OIG AUDIT IDENTIFIES IMPROPER PAYMENTS FOR VIRTUAL CHECK-IN AND E-VISIT SERVICES
OIG conducted a data-driven audit of Medicare payments for virtual check-in and e visit services and identified about $2.3 million in potential improper payments for the period between January 1, 2019, and December 31, 2022. As background, beginning in 2019, CMS established separate payment for providers who furnish virtual check-in and e-visit services to patients. These services allow providers to receive reimbursement for communications with patients made through online patient portals, by telephone, or via other communication technology modalities.
OIG identified these potentially improper payments by identifying payments for virtual check-ins and e-visits billed within seven days of evaluation and management services with the same diagnosis. OIG also highlighted the use of modifiers on evaluation and management claim lines that were billed close in time to virtual check-ins and e-visits, which may have been billed inappropriately to circumvent claim edits. OIG did not actually review medical records associated with the reviewed claims data.
OIG issued three recommendations to CMS:
- Develop claims system billing edits for billing communication-technology-based services.
- Strengthen the code descriptions for virtual check-ins.
- Further educate providers on the proper billing requirements for virtual and e-visit services.
CMS agreed with OIG’s recommendations for claims system edits and for additional provider education related to virtual check-in and e-visit services.
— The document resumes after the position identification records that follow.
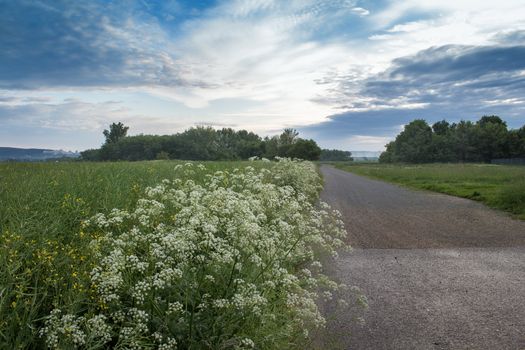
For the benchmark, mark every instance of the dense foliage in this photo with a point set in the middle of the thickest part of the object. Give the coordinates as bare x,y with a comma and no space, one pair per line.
204,143
487,139
217,256
335,155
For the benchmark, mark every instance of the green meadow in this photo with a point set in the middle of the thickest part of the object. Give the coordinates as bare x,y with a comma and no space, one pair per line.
498,186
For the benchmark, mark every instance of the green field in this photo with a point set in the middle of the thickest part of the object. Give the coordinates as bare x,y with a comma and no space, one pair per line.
162,254
498,186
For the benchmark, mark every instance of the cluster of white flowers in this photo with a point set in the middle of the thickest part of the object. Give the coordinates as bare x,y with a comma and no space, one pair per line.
220,262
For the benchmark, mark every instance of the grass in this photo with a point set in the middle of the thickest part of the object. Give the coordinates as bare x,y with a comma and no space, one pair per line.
42,206
498,186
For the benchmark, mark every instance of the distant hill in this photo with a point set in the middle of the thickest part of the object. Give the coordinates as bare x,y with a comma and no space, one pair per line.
33,154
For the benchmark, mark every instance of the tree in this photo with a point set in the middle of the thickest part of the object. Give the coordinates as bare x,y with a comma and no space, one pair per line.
413,144
491,138
116,132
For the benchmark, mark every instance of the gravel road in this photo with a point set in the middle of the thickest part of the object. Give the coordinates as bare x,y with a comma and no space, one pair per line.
439,272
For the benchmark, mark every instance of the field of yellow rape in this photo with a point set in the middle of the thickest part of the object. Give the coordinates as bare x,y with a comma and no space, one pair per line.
163,255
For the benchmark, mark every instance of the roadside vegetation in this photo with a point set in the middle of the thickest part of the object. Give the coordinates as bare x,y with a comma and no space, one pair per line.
201,143
482,141
498,186
163,255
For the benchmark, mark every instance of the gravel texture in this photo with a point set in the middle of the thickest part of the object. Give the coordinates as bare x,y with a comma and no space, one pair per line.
439,272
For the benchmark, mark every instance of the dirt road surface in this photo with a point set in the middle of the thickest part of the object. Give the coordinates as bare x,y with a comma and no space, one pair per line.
439,272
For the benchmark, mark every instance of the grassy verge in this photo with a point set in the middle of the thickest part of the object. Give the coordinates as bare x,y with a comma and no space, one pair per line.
162,255
498,186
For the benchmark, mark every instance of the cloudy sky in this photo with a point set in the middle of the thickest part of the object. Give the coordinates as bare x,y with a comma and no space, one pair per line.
348,73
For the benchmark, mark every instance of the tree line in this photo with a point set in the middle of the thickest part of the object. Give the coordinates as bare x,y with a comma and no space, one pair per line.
201,143
466,141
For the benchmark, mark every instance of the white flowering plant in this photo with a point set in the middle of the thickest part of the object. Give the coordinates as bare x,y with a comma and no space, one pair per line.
229,261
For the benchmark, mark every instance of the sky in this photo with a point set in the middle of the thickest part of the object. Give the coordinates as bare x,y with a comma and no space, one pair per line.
347,73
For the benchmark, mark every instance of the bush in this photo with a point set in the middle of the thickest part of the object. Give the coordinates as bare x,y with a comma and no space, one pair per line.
231,261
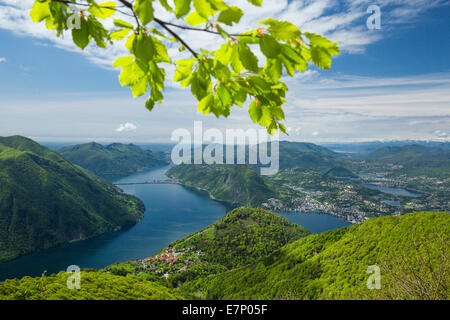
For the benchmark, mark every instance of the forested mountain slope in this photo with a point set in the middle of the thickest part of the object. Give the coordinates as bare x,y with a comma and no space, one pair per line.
46,201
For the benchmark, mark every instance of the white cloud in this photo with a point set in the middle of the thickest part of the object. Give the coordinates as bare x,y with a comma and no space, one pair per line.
339,20
126,127
441,134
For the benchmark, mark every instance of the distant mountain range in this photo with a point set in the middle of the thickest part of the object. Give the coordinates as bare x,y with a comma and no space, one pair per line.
46,201
113,161
368,147
415,159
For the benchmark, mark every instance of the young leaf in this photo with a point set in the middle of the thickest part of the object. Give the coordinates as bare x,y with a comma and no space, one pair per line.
182,7
144,10
122,24
269,46
81,36
40,11
119,34
194,19
203,8
230,15
103,10
248,58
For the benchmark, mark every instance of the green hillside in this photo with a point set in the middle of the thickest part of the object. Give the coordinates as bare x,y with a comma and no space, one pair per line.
113,161
255,254
241,238
46,201
238,184
94,285
411,251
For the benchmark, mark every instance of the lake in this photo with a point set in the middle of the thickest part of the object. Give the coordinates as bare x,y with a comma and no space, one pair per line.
173,212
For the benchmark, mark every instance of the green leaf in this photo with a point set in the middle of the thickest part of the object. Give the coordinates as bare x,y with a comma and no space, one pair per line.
224,54
182,7
144,10
131,74
119,34
203,8
81,36
224,96
256,2
194,19
205,104
97,31
255,112
274,69
40,11
165,5
269,46
139,87
282,30
122,24
321,57
218,5
123,61
184,69
248,58
143,48
103,10
230,15
150,104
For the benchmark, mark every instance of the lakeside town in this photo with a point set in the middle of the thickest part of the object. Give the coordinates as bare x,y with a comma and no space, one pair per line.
370,195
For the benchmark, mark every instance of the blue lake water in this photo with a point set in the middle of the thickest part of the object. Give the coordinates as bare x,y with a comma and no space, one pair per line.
315,222
172,213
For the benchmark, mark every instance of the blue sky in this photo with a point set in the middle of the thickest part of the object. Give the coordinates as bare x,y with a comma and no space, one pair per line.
388,84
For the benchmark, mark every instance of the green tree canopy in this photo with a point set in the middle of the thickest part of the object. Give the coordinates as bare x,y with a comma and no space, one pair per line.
219,80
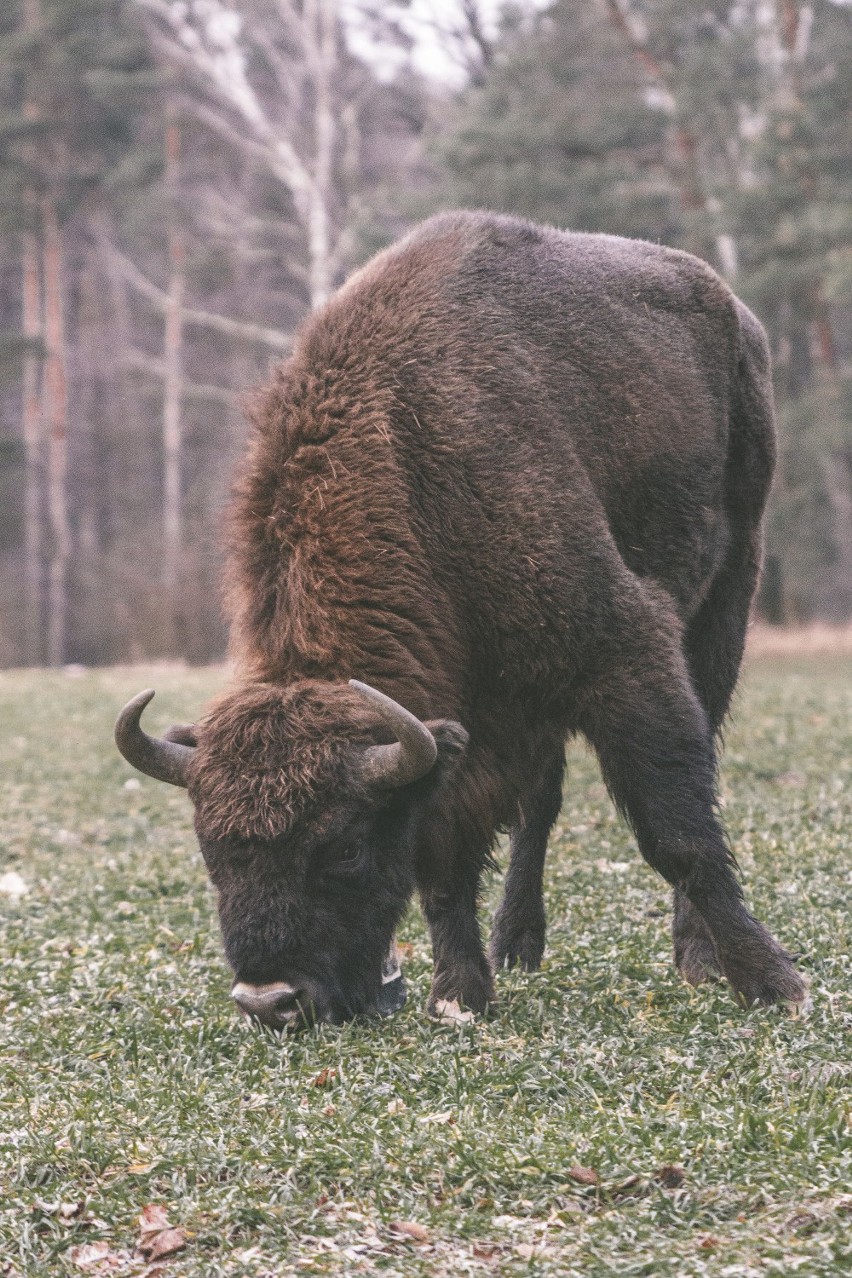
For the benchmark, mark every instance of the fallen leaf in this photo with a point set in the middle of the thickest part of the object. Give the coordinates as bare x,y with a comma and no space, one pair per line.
410,1230
153,1218
448,1012
486,1250
446,1116
323,1077
164,1244
13,886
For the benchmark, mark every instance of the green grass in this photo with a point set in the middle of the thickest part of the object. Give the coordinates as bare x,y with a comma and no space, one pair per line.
127,1079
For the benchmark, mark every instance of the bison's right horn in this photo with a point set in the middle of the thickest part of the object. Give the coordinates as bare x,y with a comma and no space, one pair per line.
164,761
411,754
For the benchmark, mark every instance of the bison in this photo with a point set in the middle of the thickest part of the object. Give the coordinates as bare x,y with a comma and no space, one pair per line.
507,488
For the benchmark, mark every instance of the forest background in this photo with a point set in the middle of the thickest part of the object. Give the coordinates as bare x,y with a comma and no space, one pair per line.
183,180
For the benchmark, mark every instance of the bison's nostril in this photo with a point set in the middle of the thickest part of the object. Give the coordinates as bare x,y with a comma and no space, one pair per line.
275,1005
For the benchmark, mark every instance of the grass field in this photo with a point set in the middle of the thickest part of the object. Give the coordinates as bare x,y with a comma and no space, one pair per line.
607,1120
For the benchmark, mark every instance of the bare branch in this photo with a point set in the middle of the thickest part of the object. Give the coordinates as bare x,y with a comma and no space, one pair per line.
239,329
153,367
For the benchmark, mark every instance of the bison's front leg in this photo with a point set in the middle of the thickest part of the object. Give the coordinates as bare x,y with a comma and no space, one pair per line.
695,954
517,936
461,973
657,753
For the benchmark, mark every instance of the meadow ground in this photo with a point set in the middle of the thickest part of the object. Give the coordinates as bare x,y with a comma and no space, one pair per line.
607,1120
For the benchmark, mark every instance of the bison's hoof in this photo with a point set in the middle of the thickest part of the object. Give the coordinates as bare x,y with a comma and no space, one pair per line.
468,987
773,980
524,948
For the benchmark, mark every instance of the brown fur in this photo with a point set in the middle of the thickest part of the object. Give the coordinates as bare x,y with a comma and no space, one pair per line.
512,478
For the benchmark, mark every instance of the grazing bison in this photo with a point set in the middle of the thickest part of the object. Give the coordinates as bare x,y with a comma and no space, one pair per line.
512,481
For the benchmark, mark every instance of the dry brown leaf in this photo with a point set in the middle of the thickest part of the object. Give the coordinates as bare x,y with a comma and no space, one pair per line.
671,1176
446,1116
156,1246
323,1077
486,1250
153,1218
410,1230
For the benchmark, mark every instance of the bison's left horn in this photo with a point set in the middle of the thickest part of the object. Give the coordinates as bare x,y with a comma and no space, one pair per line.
164,761
411,754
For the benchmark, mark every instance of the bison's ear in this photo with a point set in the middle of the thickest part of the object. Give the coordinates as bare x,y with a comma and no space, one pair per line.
184,734
451,739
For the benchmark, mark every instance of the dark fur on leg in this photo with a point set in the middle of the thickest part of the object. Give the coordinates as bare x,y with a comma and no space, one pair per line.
517,936
695,954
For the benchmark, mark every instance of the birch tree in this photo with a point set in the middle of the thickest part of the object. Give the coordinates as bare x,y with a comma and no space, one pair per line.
272,79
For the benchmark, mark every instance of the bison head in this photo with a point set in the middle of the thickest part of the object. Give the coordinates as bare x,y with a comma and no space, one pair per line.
308,801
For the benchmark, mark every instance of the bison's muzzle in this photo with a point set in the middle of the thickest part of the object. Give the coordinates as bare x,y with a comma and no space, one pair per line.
279,1005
CMS did not agree with OIG’s suggestion to modify the HCPCS code descriptions for these services but indicated that subregulatory guidance would potentially be more appropriate to further educate providers on appropriate billing for these services.
OIG ANNOUNCES INTENT TO EVALUATE FDA’S EFFORTS TO OVERSEE GLP-1 DRUG COMPOUNDING
On April 15, 2026, OIG announced its plan to assess FDA’s efforts to oversee the compounding of GLP-1 drugs, including the extent to which FDA inspects compounders and leverages available data to identify and address potential risks. OIG’s estimated completion date is FY 2028.